# Trucker's Atlas



## 103356 (Mar 11, 2007)

I had been wondering where one found out about low bridges etc, when planning a route for a 12'4" high RV, but had not found any sources of info. However, browsing through Smith's Bookshop recently I came across the "AA Close-Up Trucker's Atlas Britain". It has all the low bridges, low weight bridges, narrow roads, plus rest stops/cafes with large car-parks, etc, that you could wish for - an excellent route planning tool, obviously intended for truck drivers, but equally applicable for owners of large RVs. Very large scale too (1.5" to the mile) Not cheap @ £20, but a LOT cheaper than missing the sign for a low bridge....!!
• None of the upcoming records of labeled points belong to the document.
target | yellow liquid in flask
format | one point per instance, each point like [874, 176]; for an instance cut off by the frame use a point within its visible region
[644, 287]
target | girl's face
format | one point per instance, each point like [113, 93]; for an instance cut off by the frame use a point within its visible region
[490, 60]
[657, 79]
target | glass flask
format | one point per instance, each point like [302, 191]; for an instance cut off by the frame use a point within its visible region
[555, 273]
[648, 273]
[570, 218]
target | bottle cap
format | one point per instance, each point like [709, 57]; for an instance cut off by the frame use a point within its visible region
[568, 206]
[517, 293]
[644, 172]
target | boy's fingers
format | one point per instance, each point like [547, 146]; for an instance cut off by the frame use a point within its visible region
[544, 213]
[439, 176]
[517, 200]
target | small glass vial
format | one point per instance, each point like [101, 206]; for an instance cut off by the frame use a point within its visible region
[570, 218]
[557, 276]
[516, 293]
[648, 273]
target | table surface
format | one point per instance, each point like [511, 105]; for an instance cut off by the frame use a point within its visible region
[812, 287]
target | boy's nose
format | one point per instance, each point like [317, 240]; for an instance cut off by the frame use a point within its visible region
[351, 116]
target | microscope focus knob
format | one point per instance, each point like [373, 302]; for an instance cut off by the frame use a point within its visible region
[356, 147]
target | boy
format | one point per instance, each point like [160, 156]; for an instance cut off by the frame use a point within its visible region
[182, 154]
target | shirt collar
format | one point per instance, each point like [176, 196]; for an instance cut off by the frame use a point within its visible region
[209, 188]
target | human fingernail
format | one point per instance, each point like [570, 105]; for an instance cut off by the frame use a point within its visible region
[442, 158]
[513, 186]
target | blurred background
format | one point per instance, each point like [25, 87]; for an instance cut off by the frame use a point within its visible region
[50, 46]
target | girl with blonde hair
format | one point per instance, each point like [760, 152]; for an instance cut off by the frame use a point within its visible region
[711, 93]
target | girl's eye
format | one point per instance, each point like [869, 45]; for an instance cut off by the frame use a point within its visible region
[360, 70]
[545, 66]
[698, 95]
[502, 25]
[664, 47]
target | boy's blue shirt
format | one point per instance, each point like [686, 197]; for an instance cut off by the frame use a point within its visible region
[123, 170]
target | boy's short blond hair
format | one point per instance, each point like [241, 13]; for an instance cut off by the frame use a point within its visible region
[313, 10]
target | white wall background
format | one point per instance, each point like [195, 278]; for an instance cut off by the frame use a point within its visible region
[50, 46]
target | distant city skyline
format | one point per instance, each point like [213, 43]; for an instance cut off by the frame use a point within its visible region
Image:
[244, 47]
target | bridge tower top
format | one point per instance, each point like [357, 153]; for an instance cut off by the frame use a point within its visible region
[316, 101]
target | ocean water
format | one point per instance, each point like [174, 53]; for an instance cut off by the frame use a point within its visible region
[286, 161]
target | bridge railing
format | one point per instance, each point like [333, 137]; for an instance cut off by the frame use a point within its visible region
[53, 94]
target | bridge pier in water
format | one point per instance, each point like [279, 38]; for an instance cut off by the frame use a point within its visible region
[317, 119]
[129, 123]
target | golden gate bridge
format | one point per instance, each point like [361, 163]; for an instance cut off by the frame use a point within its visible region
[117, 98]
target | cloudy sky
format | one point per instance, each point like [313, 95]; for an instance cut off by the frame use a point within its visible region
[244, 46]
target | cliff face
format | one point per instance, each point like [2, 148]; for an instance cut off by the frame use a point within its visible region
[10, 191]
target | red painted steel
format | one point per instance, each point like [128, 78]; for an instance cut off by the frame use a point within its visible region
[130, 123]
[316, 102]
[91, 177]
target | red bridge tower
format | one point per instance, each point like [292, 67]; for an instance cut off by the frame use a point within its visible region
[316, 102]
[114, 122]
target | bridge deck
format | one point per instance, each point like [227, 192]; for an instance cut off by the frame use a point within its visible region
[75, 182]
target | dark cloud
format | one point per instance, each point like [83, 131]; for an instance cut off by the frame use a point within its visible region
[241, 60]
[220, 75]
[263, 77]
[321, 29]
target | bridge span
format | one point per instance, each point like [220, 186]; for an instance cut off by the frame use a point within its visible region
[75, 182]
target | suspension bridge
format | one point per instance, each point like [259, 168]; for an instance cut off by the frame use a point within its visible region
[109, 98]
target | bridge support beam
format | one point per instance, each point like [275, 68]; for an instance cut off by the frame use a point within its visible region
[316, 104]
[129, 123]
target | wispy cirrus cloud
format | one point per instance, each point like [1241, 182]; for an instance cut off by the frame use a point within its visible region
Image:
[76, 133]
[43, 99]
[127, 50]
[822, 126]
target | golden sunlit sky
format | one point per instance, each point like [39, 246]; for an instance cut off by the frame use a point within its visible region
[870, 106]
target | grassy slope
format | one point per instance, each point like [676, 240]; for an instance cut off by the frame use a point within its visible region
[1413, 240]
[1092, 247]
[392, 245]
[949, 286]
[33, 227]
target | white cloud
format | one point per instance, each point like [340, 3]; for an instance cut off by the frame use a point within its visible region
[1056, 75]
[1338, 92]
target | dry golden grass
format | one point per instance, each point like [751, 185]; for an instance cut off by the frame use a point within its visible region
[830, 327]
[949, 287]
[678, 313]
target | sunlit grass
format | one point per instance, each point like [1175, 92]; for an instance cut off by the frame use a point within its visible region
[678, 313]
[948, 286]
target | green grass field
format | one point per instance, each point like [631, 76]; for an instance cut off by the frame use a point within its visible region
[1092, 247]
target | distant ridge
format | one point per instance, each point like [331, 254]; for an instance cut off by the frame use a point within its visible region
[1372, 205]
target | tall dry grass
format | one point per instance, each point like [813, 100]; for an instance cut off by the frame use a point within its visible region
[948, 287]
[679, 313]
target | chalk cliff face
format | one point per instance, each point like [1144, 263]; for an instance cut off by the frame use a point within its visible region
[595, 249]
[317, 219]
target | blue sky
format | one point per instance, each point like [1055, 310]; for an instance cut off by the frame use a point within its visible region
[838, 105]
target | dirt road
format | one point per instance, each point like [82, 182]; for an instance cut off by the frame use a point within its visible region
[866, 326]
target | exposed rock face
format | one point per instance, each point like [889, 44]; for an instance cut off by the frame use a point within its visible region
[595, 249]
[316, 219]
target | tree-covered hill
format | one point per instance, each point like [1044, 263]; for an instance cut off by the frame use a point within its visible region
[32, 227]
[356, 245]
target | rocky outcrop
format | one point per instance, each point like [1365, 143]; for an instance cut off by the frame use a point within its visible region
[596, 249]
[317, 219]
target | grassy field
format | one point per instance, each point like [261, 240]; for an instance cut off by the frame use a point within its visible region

Apologies if this is old news to some, but I certainly hadn't ever seen one of these before, so thought it worth the post.


----------



## 94639 (May 1, 2005)

Looks like a very useful publication, good price on Amazon £13.28

http://www.amazon.co.uk/Close-up-Truckers-Atlas-Britain-Atlases/dp/0749549874


----------



## Minerva (May 22, 2006)

Chris D

Have a look here

LINK

Go to bottom of page for POI Download

Bill


----------



## Scotjimland (May 23, 2005)

Excellent info, thanks .. 
Does anyone know if there is a EU trucker's atlas ?

Jim


----------



## TinaGlenn (Jul 7, 2006)

Excellent book have just ordered it for Glenn from Amazon should save a temper or two on our travels :twisted: No more dodgy shortcuts :wink: 
Thanks for the heads up guys

Tina


----------



## RominRonnie (Feb 21, 2006)

Hi
Great info. Do these Truckstops and cafes an pubs allow motorhomes to park overnight.
Thanks
RomingRon


----------



## rowley (May 14, 2005)

WH Smiths and Tesco are doing offers on the Atlas too.


----------



## peedee (May 10, 2005)

ScotJimland said:


> Excellent info, thanks ..
> Does anyone know if there is a EU trucker's atlas ?
> 
> Jim


Not come across one but Michelin mark the height of all bridges under 4 metres in France on their 1cm=1km scale maps as well as campsites.

peedee


----------



## Scotjimland (May 23, 2005)

peedee said:


> Not come across one but Michelin mark the height of all bridges under 4 metres in France on their 1cm=1km scale maps as well as campsites.
> 
> peedee


Yes indeed, thank's for the reminder, Michelin maps are second to none 8)


----------



## 102138 (Dec 17, 2006)

Hi 
Thanks for great info.
Nigel & Pamala


----------



## dangerous (May 1, 2005)

Just ordered mine from Amazon :lol: there seems to be a bit of a delay on delivery so don't all order at once #-o :!:


----------



## rowley (May 14, 2005)

Received mine next day from WH Smiths. It is rather heavy so hope that Mrs C will be able to lift it.


----------



## 89499 (May 25, 2005)

Is this helpful for anyone with a sat nav? I found it v handy.

http://www.lowbridges.com


----------



## 103356 (Mar 11, 2007)

sugarplum said:


> Is this helpful for anyone with a sat nav? I found it v handy.
> 
> http://www.lowbridges.com


Can you check the website name - tried to access it, but the link fails every time.

Thanks


----------



## des (Aug 13, 2005)

worked for me

des


----------



## Moandick (Nov 8, 2006)

*Low Bridges*

Chrisdy

If your having problems, go to www.the-big-pitch-guide.com click on RV links and scroll down to the interesting sites section.

Dick


----------



## Spacerunner (Mar 18, 2006)

Thanks, ordered mine. Worth it for narrow roads alone!


----------



## 103356 (Mar 11, 2007)

*Re: Low Bridges*



Moandick said:


> Chrisdy
> 
> If your having problems, go to www.the-big-pitch-guide.com click on RV links and scroll down to the interesting sites section.
> 
> Dick


Thanks Dick, will try that.


----------